When American Express CEO Ken Chenault announced his retirement less than a year ago, he stated that the recent state of affairs was “embarrassing.” And I still wholeheartedly agree with him. The evidence warrants such dismay: When you look at the S&P 500, the companies we use to develop our corporate directors list, there are only four African Americans who serve as CEOs of our nation’s largest corporations.
What is even more disconcerting is that you generally can’t even find African Americans in the pipeline despite our well-earned qualifications. Our two cover subjects, Tracey Travis, EVP and CFO of The Estée Lauder Cos., one of the world’s largest cosmetics companies, and Lisa Wardell, CEO of Adtalem Global Education Inc., one of the nation’s 1,000 largest corporations are prime examples of extraordinary C-suite executives serving as independent board directors of S&P 500 companies.
Ironically, the growth of board diversity has not translated into the expansion of C-suite diversity.
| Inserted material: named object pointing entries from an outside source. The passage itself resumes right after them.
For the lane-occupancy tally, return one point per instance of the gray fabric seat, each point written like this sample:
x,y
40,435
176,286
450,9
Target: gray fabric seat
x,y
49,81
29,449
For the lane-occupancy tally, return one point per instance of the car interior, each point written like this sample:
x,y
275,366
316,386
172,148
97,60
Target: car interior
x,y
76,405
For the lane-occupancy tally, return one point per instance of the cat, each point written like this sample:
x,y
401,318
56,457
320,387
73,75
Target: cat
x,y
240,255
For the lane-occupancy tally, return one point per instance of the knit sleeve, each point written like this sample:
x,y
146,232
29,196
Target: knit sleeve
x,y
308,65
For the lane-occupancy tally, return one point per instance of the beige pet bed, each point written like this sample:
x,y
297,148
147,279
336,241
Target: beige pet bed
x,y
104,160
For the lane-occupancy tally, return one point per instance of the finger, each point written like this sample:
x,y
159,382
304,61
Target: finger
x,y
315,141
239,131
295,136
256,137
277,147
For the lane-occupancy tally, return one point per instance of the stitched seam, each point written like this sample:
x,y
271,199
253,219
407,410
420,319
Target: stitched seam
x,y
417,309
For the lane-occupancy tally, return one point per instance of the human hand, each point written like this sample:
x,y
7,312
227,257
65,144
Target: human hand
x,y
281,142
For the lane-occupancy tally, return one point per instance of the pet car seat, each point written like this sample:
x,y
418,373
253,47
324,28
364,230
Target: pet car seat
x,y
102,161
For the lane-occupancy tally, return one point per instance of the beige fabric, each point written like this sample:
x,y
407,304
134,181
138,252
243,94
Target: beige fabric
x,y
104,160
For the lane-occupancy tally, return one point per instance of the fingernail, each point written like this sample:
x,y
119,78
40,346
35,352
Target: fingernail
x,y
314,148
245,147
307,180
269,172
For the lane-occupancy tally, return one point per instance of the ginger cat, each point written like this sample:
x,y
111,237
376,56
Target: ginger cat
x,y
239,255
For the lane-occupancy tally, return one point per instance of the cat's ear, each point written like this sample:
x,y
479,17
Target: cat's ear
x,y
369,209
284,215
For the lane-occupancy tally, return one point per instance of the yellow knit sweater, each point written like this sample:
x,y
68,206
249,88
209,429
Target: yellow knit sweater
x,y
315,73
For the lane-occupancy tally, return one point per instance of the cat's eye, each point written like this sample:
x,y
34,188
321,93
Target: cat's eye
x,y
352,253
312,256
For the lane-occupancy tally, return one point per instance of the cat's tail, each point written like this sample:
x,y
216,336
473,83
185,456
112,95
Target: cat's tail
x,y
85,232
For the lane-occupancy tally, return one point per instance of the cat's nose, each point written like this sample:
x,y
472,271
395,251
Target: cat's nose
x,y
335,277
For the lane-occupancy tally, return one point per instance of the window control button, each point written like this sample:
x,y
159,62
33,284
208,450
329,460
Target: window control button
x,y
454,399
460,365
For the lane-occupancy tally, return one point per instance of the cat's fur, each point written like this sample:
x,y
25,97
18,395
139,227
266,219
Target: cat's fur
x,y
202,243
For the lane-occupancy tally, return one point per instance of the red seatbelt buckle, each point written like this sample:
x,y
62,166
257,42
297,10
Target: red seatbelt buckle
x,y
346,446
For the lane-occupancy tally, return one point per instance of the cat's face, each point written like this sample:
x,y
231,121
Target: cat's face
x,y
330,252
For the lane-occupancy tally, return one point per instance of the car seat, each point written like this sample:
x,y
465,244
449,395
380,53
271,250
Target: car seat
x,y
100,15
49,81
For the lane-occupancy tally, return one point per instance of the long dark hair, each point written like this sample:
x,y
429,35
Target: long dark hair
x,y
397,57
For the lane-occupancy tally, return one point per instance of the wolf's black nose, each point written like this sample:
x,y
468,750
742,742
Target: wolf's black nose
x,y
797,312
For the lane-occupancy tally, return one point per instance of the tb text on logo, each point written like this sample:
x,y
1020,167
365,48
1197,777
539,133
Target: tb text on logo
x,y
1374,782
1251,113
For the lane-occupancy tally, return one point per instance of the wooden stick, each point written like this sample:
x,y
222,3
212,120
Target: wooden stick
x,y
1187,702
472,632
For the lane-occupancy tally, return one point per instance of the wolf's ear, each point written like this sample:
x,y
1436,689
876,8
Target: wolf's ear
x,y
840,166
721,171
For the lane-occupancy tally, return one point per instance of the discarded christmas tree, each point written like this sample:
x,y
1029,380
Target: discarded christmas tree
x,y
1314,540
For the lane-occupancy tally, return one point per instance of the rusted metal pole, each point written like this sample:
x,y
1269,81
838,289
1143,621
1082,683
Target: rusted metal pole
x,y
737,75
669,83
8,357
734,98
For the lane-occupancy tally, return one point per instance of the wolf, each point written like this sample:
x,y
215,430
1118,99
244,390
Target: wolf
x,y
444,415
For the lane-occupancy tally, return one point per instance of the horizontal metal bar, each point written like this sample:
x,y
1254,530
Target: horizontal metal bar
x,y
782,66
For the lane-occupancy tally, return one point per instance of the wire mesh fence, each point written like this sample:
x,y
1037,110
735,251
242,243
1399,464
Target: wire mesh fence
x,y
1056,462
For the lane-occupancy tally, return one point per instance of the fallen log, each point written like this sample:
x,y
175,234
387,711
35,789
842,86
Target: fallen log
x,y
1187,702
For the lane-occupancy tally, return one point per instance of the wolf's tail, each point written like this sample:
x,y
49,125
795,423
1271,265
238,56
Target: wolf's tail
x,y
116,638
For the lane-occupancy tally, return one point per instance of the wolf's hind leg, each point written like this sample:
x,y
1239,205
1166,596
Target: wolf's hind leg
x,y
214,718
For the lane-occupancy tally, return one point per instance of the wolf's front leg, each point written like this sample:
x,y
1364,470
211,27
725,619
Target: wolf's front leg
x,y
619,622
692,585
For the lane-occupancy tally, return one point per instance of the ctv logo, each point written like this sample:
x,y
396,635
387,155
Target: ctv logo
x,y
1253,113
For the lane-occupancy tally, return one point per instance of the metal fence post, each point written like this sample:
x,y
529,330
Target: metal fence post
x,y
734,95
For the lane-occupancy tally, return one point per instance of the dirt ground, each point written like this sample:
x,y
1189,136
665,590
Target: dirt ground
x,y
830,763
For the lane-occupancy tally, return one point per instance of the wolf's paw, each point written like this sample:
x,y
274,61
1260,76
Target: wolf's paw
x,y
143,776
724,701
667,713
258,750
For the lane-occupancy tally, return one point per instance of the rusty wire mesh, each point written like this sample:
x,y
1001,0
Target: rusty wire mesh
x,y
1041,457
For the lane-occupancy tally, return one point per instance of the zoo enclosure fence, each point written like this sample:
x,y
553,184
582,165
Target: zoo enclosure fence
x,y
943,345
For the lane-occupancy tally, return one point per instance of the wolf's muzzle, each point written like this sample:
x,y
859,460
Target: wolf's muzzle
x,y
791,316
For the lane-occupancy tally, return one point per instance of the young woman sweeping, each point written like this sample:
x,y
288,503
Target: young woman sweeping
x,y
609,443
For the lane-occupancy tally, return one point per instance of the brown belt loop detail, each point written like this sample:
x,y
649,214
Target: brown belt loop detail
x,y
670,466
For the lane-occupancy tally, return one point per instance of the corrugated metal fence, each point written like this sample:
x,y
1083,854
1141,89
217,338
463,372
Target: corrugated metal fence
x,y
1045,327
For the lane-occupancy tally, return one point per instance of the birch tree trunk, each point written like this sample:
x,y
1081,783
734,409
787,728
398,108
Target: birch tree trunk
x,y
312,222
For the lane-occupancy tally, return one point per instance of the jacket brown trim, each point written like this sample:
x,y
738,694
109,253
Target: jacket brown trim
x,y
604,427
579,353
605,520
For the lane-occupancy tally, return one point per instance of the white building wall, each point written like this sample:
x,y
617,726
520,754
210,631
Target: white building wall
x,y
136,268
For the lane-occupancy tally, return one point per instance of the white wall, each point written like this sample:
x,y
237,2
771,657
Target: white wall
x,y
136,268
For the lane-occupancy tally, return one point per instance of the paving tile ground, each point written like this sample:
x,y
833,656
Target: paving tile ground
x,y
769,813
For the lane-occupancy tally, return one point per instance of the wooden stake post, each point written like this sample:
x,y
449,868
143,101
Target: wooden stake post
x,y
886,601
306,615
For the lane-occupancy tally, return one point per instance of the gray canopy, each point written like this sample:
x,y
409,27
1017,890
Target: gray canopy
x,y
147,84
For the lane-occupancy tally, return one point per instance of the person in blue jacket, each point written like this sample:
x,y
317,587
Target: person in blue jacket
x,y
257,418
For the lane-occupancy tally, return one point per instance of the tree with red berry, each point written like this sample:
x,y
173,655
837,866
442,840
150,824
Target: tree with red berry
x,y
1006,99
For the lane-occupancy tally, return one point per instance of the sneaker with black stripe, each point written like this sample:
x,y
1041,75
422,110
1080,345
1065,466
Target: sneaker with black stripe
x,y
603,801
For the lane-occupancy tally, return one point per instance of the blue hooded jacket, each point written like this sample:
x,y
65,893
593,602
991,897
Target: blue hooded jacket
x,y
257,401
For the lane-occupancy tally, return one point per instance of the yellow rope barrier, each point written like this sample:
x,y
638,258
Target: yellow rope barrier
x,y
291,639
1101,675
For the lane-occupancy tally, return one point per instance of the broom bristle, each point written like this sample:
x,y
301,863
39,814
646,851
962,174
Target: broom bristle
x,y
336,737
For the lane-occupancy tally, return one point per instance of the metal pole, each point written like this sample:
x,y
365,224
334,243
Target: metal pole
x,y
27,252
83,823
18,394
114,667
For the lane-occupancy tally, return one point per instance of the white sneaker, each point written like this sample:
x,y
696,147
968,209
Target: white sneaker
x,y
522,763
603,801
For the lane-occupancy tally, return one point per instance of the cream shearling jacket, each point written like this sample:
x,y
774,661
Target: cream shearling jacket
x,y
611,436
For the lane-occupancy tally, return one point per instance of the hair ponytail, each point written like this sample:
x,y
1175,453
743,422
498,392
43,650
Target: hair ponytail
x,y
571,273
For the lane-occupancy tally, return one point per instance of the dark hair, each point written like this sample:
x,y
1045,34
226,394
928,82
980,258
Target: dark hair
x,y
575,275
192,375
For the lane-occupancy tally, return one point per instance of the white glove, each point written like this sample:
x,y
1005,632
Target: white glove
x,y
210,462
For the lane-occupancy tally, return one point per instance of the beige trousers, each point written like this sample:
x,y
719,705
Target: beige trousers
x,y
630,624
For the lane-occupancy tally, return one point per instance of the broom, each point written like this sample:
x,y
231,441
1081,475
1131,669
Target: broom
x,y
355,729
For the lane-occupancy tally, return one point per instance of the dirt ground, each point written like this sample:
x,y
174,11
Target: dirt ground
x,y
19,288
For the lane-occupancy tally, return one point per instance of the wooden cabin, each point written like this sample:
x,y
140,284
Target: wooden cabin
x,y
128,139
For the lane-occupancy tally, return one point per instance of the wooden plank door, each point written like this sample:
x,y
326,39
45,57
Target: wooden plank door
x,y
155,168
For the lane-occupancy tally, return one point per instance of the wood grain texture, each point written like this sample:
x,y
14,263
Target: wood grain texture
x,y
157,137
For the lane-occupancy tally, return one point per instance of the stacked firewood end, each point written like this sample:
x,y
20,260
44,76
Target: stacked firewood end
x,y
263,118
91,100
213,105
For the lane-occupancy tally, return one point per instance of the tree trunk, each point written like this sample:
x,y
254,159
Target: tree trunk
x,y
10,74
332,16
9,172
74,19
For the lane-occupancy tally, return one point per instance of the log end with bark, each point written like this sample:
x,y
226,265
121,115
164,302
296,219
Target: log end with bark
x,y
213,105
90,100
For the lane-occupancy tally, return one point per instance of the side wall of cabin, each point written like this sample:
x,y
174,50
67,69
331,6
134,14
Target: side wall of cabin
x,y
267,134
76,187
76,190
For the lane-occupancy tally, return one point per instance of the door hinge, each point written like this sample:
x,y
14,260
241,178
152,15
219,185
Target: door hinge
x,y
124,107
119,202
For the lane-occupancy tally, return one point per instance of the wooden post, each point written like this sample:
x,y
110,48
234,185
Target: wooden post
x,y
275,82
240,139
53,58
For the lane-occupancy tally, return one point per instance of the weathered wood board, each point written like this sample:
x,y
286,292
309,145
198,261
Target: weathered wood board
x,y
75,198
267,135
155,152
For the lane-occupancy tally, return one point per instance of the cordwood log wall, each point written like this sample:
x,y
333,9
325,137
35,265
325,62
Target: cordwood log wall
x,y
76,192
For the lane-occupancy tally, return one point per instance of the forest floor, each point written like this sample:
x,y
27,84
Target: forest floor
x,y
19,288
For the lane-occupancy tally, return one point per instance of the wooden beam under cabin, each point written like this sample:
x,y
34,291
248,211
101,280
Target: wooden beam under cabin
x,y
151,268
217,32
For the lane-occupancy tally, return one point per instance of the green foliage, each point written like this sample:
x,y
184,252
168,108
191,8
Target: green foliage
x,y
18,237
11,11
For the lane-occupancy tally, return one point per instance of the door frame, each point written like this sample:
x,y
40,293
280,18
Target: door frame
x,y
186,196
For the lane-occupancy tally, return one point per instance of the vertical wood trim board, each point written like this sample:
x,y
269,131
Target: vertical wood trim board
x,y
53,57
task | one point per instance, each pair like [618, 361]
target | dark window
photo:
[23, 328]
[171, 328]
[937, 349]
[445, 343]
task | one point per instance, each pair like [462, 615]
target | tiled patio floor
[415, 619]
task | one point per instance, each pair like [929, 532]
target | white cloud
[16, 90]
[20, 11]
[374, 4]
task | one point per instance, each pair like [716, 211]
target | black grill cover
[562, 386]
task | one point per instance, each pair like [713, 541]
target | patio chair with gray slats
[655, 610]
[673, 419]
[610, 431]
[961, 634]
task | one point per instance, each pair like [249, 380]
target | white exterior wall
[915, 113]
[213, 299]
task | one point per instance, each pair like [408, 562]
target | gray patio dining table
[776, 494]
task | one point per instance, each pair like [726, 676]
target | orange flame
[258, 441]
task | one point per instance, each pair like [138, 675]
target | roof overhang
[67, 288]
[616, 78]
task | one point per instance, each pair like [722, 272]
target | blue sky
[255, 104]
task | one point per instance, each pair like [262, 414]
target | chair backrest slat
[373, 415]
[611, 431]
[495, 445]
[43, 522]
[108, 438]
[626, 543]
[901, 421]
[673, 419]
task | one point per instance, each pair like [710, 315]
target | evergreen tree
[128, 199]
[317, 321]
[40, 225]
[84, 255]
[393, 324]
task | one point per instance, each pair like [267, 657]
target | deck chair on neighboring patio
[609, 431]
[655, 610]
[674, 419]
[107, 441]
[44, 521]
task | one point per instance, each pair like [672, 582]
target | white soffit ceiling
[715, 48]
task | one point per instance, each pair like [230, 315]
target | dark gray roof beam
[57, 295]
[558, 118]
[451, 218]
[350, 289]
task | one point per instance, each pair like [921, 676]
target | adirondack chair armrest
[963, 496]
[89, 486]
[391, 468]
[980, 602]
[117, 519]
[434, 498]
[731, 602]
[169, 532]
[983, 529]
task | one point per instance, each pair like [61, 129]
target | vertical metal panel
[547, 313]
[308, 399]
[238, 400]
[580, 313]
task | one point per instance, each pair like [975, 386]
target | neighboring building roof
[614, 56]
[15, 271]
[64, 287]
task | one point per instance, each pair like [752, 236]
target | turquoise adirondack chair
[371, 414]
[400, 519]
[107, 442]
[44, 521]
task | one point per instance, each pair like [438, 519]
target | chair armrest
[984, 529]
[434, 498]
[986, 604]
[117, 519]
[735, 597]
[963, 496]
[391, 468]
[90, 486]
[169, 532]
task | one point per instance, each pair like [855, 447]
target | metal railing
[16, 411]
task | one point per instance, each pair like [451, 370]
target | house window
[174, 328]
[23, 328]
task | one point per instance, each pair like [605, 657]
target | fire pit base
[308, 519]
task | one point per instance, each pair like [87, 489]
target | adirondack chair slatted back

However, the improvement in C-suite diversity virtually assures growth in boardroom diversity. As such, black board members must make it their obligation to advocate for both board diversity and C-suite diversity. I agree with a recent statement made by retired Boeing CFO James Bell, who also serves on the boards of Apple Inc. and JPMorgan Chase: “When boards are talking about any aspect of strategy, we should be thinking about inclusion. We should think about how we can keep differentiating ourselves from our competition. It should be part of the discussion just like the return on investment.”
It is up to each of us to step up to the plate and advocate for a truly inclusive culture with African American participation in corporate governance and the C-suite. We must not be content simply to receive at-bats. We must make deliberate swings if we are ever going to achieve real change.